This week Just Asia begins with Burma, where many Rohingya are suffering horrific injuries and loss of limbs by landmines along the Burma-Bangladesh border in their attempt to flee the violence. After the militant Arakan Rohingya Salvation Army (Arsa) attacked several police posts on August 25, the Burmese government carried out a brutal counter-insurgency clampdown. The UN estimates some 300,000 Rohingya to have fled the violence and arson in Rakhine. Just Asia speaks to Adem Carroll, Burma Task Force Director for UN and New York Programs, for his thoughts.
Next, in Pakistan, a 17-year-old Christian student, Sharoon Masih, was beaten to death by his fellow students for drinking water from the school’s water cooler. His body lay on the floor for some time, but no teacher or head master came to inquire. Police are refusing to file charges against the school.
The Taiwanese activist who went missing in March this year on a visit to China, is now on trial in Hunan province for ‘subverting state power’. According to Chinese authorities, 42-year-old Lee Ming-che promoted multi-party rule in group messaging chats. Lee’s family and colleagues have said he regularly exchanged messages with friends in China discussing democracy and China-Taiwan relations, but that he had done nothing wrong and only shared his experiences as an activist.
For the past two years, China has been cracking down on lawyers and activists defending human rights and democracy. Lee’s trial occurs together with that of other Chinese lawyers and activists similarly accused, such as activist Wu Gan and lawyer Jiang Tianyong.
Moving to Indonesia, various human rights groups met on September 7 to commemorate the assassination of Munir Said Thalib, a human rights activist poisoned to death by Indonesia’s Intelligence Agency in September 2004. Munir’s wife, Mrs. Suciwati, also attended the commemoration. Thirteen years after Munir’s death, the groups call for the government to publish the 2005 fact finding report into Munir’s assassination. Just Asia speaks to activist Gofur for details.

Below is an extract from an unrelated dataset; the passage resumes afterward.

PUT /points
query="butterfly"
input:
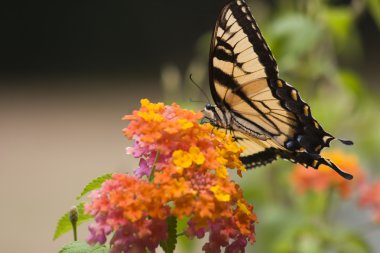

In India, a nine-judge bench of the Supreme Court has passed a landmark judgment holding that the right to privacy is a fundamental right under article 21 of the Indian Constitution regarding right to life and personal liberty. The judgment further declares that “sexual orientation is an essential attribute of privacy”, thereby paving the way for the penal code provision criminalizing homosexuality to be declared unconstitutional. It also paves the way for an end to India’s moral policing of its citizens, whether regarding what they eat, wear, or other personal choices.
Finally, the Urgent Appeals Weekly features one case from Nepal.